Depuis le 12 juillet 2016, le territoire de Nyunzu, ainsi que la plupart des territoires du Tanganyika excepté celui de Kongolo, connaissent une résurgence des affrontements opposant les deux ethnies antagonistes. On assiste à la montée en puissance des conflits accompagnés de violations graves à l’encontre des enfants, notamment l’utilisation des enfants par les milices et les violences sexuelles.
Ces conflits sont accompagnés de scènes de pillage, d’incendies de maisons et d’écoles et de destructions des réserves agricoles, entraînant des mouvements massifs de populations vers des centres et cités quelque peu sécurisés.

3. IMPACT DU CONFLIT SUR LA PROTECTION DE L’ENFANT

Les enfants du Tanganyika se trouvent ainsi exposés à des risques accrus de violence dans un contexte où la prévalence de la pauvreté se traduit déjà par de nombreux défis de protection tels que, par exemple, la déscolarisation d’un grand nombre d’enfants (64,800 enfants en rupture scolaire pour un total de 367,598 enfants soit 17,6%) ou leur exploitation économique dans les sites miniers. Les analyses découlant des évaluations, monitorings et visites effectuées sur le terrain par des acteurs humanitaires dans les zones affectées par les conflits confirment que la vie, la sécurité et la dignité des enfants dans la province du Tanganyika sont fortement menacées.

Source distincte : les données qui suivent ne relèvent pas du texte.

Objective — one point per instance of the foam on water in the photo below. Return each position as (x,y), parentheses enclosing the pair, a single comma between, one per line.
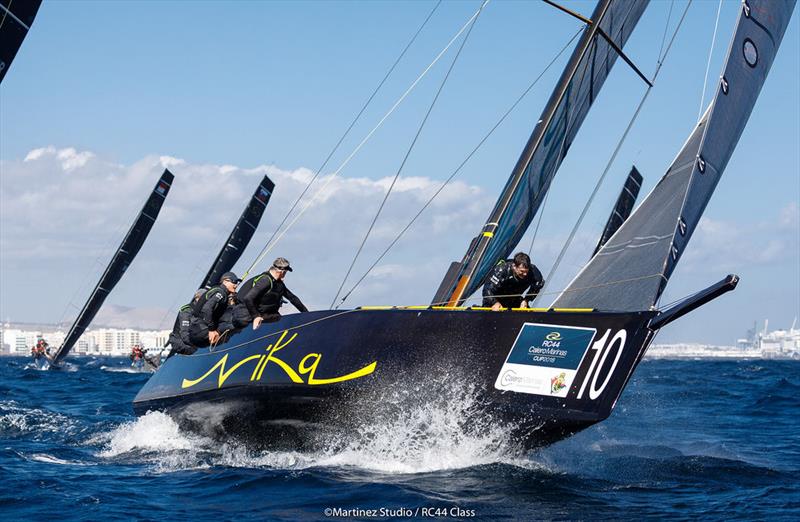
(432,434)
(153,432)
(16,420)
(121,369)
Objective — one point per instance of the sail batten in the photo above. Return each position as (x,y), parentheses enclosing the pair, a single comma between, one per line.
(632,269)
(622,208)
(576,90)
(122,259)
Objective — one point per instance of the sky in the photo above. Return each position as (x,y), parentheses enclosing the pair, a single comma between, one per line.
(103,96)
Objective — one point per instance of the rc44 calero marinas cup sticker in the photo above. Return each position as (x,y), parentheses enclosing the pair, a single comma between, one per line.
(544,359)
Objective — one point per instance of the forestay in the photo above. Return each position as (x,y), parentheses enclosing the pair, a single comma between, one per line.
(123,257)
(630,271)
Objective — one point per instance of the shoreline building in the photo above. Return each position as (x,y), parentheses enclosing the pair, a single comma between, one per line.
(18,340)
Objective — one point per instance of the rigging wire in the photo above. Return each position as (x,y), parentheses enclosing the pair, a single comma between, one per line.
(538,222)
(616,149)
(405,158)
(666,27)
(708,64)
(464,162)
(347,131)
(364,141)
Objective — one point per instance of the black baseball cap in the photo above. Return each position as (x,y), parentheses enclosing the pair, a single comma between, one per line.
(230,276)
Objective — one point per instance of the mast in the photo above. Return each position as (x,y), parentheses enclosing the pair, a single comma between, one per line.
(241,233)
(16,18)
(622,209)
(123,257)
(579,85)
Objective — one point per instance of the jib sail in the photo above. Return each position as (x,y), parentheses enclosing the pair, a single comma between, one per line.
(631,270)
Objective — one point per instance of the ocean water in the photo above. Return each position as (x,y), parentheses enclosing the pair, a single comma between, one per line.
(711,439)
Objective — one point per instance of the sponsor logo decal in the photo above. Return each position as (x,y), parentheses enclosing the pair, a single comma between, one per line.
(557,382)
(544,359)
(304,373)
(553,336)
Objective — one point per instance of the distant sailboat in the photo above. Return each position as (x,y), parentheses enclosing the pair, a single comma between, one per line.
(241,234)
(233,248)
(16,18)
(544,373)
(122,259)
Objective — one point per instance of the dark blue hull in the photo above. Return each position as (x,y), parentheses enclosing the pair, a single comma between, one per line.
(293,381)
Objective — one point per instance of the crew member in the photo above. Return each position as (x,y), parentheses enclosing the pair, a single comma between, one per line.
(179,337)
(136,353)
(263,295)
(206,325)
(509,280)
(40,349)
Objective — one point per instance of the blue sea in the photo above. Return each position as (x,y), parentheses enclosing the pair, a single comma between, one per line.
(710,439)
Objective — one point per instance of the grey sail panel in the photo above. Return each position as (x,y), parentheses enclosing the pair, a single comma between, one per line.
(631,270)
(241,234)
(627,272)
(123,257)
(16,18)
(576,90)
(623,207)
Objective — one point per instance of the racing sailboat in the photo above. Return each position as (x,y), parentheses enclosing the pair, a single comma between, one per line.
(122,259)
(544,373)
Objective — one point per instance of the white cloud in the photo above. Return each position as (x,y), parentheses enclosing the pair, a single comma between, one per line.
(69,158)
(63,212)
(720,245)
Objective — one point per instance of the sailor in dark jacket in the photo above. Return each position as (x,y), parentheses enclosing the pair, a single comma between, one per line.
(508,282)
(206,325)
(179,337)
(263,295)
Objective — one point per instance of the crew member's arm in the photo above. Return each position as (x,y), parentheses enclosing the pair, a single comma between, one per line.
(537,282)
(254,295)
(294,300)
(491,288)
(209,307)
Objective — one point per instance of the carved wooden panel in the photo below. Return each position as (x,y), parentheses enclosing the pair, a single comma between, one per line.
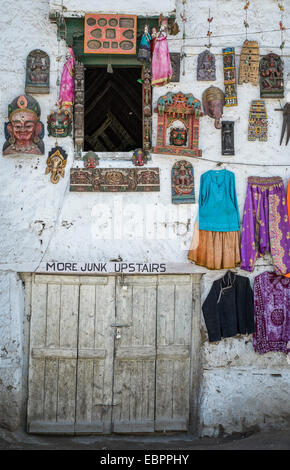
(110,34)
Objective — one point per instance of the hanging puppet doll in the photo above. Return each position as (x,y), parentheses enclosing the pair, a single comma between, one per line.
(161,64)
(144,53)
(67,88)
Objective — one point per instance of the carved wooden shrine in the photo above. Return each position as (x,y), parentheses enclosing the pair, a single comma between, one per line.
(228,143)
(37,72)
(79,106)
(249,63)
(114,180)
(182,183)
(230,77)
(271,76)
(182,110)
(258,122)
(206,69)
(110,34)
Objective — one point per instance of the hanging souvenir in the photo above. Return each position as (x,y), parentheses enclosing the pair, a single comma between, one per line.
(59,123)
(258,122)
(228,147)
(110,34)
(184,111)
(67,87)
(213,100)
(206,69)
(24,131)
(161,64)
(182,183)
(249,63)
(144,53)
(37,72)
(271,76)
(140,157)
(55,164)
(91,160)
(230,77)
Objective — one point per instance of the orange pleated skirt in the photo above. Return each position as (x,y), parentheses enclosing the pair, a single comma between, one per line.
(215,250)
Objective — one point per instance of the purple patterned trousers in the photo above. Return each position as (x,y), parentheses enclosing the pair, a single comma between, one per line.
(265,224)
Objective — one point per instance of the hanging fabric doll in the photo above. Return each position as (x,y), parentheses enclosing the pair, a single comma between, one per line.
(161,65)
(67,88)
(144,53)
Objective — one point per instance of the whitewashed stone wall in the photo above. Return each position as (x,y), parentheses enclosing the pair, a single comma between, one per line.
(40,222)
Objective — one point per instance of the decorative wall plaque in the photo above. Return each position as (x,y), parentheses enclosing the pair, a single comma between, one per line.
(175,64)
(213,100)
(59,123)
(230,77)
(271,77)
(114,180)
(228,143)
(182,183)
(175,109)
(206,69)
(37,72)
(258,122)
(110,34)
(55,164)
(24,131)
(249,63)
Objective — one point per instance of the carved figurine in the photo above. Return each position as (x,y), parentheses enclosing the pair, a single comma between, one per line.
(140,157)
(178,108)
(182,183)
(37,72)
(228,147)
(55,164)
(178,136)
(91,160)
(271,76)
(213,101)
(249,63)
(230,77)
(59,123)
(24,131)
(258,122)
(206,69)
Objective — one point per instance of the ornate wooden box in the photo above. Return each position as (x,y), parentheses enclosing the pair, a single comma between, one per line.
(110,34)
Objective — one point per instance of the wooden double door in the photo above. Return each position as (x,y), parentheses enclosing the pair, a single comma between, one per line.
(112,354)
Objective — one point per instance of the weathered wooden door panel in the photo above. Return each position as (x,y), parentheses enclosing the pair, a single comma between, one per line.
(95,355)
(53,358)
(135,351)
(174,313)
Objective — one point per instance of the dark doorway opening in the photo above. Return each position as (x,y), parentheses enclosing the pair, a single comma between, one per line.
(113,109)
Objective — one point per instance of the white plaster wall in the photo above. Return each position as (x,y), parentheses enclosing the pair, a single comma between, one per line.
(45,222)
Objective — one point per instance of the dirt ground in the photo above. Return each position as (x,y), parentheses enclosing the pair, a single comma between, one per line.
(270,440)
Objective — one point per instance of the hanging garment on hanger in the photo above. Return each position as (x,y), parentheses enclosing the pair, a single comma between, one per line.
(229,309)
(216,238)
(272,313)
(265,224)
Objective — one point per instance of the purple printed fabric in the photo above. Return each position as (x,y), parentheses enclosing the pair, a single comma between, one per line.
(272,313)
(265,224)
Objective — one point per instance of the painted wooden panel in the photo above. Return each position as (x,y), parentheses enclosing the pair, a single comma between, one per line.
(174,312)
(134,371)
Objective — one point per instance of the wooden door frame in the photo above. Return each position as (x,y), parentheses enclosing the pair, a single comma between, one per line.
(195,356)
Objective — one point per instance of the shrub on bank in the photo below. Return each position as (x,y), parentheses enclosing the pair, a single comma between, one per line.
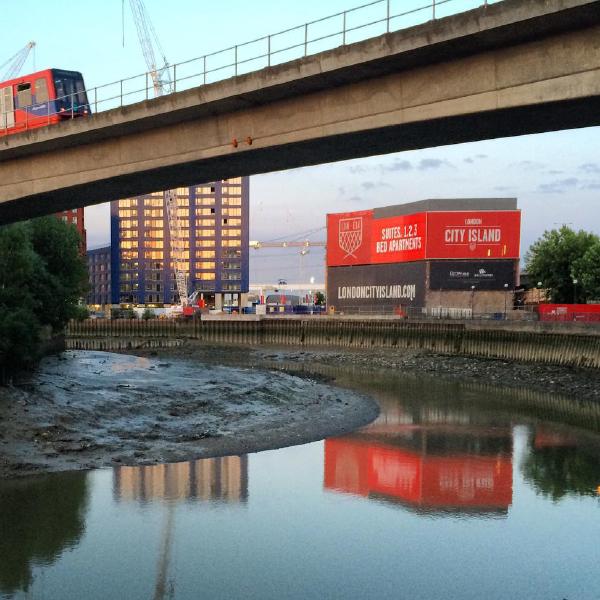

Plusieurs cas de graves violations ont été rapportés et signalés par les partenaires locaux résidant dans les différentes zones affectées par ces conflits. Au 28 février 2017, les acteurs de protection de l’enfant du GTPE ont notamment identifié quelques 2,000 cas d’utilisation d’enfants dans les milices, 397 cas d’enfants non accompagnés ou séparés en besoin de protection, 167 cas d’enfants blessés et plus de 150 cas de violences sexuelles (voir tableau en Annexe 1).

Ces estimations sont vraisemblablement sous-évaluées notamment en raison de deux défis majeurs, à savoir :

  • Le manque de moyens techniques et financiers des acteurs de protection de l’enfant pour conduire des évaluations approfondies et une surveillance (monitoring) régulière permettant une collecte et documentation fiables des données relatives aux cas de protection de l’enfant liés au conflit intercommunautaire;

  • Le difficile accès humanitaire aux populations twa, qui résident principalement dans la forêt, entrave l’assistance aux enfants twa affectés par le conflit. Les données rapportées concernent donc majoritairement les enfants bantous, alimentant la perception d’une fourniture partiale de l’aide humanitaire.